A task team is currently working on potential strategies to successfully expand the TVET College sector. These include:
- Assessment of the available excess infrastructure (classrooms, workshops etc.) to cater for additional enrolments,
- Assessment of the capacity of colleges to offer multimodal/hybrid teaching and learning i.e. distance learning,
- Acceleration of initiatives for digitizing assessments and online digital content development, and
- Assessment of the human resource (i.e. lecturers) capacity to cater for the growth of the sector.
The Department is also mindful that the issue of expansion should not only be funding-focused, but that an integrated approach is also required, both aimed at increasing the enrolment numbers and the quality of education.

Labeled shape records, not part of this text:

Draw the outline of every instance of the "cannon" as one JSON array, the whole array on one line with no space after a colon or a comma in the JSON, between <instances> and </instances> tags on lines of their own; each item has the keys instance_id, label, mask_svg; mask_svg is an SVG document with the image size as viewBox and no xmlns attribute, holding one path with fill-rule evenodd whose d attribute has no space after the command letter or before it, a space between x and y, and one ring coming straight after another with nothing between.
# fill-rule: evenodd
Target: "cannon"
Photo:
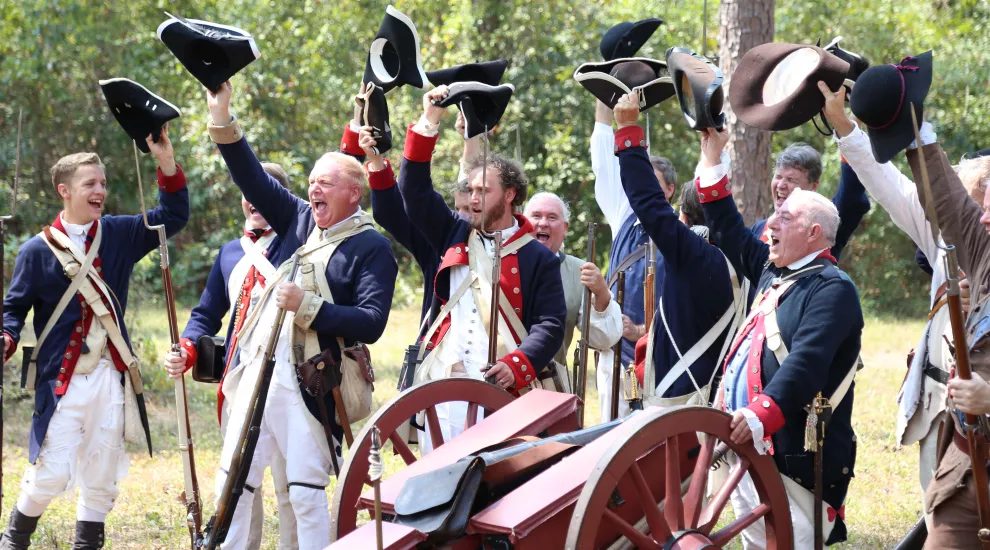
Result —
<instances>
[{"instance_id":1,"label":"cannon","mask_svg":"<svg viewBox=\"0 0 990 550\"><path fill-rule=\"evenodd\" d=\"M424 410L431 422L429 409L449 401L467 401L472 410L480 407L487 414L450 441L434 441L433 452L415 457L394 436L395 428ZM513 400L498 388L466 379L430 382L400 394L368 422L344 463L334 492L330 549L377 547L374 522L357 521L359 510L374 506L373 493L365 491L373 424L408 465L381 481L386 549L722 548L760 520L768 548L792 548L787 495L772 458L759 455L752 445L731 443L730 416L706 407L649 407L587 441L584 432L576 432L583 444L554 455L522 479L508 485L497 476L486 480L505 490L478 491L470 519L450 539L431 538L397 514L404 487L414 487L417 479L479 457L487 464L494 455L497 465L500 457L521 456L513 445L531 449L534 441L558 441L552 436L576 430L577 405L572 395L542 390ZM501 450L486 454L491 449ZM709 472L727 451L734 453L731 470L711 490ZM764 504L730 521L723 517L729 495L747 474Z\"/></svg>"}]
</instances>

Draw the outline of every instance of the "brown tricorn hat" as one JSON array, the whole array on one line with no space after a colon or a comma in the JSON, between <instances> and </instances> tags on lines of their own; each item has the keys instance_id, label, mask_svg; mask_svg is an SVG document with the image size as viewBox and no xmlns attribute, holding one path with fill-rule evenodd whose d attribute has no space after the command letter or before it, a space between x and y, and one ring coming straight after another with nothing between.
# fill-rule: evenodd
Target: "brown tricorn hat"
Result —
<instances>
[{"instance_id":1,"label":"brown tricorn hat","mask_svg":"<svg viewBox=\"0 0 990 550\"><path fill-rule=\"evenodd\" d=\"M746 124L761 130L790 130L825 107L818 81L837 91L849 64L806 44L761 44L746 52L732 73L729 103Z\"/></svg>"}]
</instances>

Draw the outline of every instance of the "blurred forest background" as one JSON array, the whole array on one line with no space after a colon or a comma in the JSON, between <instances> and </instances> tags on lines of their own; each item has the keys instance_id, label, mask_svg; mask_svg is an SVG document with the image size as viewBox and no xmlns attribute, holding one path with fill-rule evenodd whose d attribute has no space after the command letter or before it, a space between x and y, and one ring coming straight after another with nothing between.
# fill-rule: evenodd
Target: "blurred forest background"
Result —
<instances>
[{"instance_id":1,"label":"blurred forest background","mask_svg":"<svg viewBox=\"0 0 990 550\"><path fill-rule=\"evenodd\" d=\"M748 0L736 0L748 1ZM503 79L516 94L493 141L512 155L516 129L532 188L554 191L571 204L571 252L584 250L588 221L602 222L594 201L588 140L594 99L572 78L582 62L600 59L598 41L622 20L659 16L665 23L641 50L662 59L670 46L718 52L718 0L708 5L702 47L702 0L397 0L396 7L417 25L427 70L504 57ZM181 305L195 304L219 247L240 233L240 194L206 132L203 87L158 40L155 29L168 10L187 18L241 27L252 33L262 57L234 77L234 111L262 159L280 162L305 192L313 161L338 147L352 113L351 96L360 84L368 45L384 13L384 1L282 0L0 0L0 181L13 181L18 109L24 110L22 174L17 218L8 226L9 277L16 249L50 223L60 203L48 169L60 156L96 151L107 165L111 194L108 213L136 213L139 197L132 150L113 119L98 80L126 77L177 105L182 118L170 136L192 196L192 219L172 240L173 277ZM771 4L772 5L772 4ZM990 5L976 0L866 0L864 2L780 2L775 8L775 41L822 43L834 36L842 46L874 64L896 63L905 55L935 50L935 79L925 117L953 160L990 146ZM397 129L390 156L399 159L404 132L420 113L422 91L403 87L389 96ZM673 160L678 179L692 176L698 137L688 129L675 101L651 113L652 150ZM435 180L451 182L461 139L454 116L442 125L434 163ZM776 134L773 151L806 141L825 154L822 192L831 195L839 175L837 148L812 125ZM772 159L766 159L768 163ZM896 161L904 168L901 155ZM154 160L141 160L151 181ZM768 185L767 181L743 182ZM149 184L148 187L153 187ZM146 199L153 200L150 196ZM0 213L9 211L9 192ZM758 208L769 211L769 204ZM608 233L600 231L601 265ZM874 208L843 257L859 286L864 306L876 314L920 314L927 308L928 282L914 266L914 246ZM403 261L396 307L418 304L420 273ZM161 300L157 255L135 272L132 307Z\"/></svg>"}]
</instances>

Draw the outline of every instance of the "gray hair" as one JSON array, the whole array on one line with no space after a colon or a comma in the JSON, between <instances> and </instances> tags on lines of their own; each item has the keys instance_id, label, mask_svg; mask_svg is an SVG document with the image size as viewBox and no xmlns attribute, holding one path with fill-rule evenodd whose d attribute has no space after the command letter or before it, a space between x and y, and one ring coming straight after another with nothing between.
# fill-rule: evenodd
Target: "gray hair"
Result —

This integrated approach should include (amongst others):
- Ensuring that there are costs and operational efficiencies regarding the utilization of current resources by colleges.
- Improving governance processes at colleges to attract external funding.
- Accelerating the curriculum transformation process.
- Institutionalizing skills levy funding for skills programmes offered by colleges.
- Strengthening relations with private colleges.
- Exploring opportunities evident from the gap created by Universities of Technologies, as several are currently operating as traditional universities.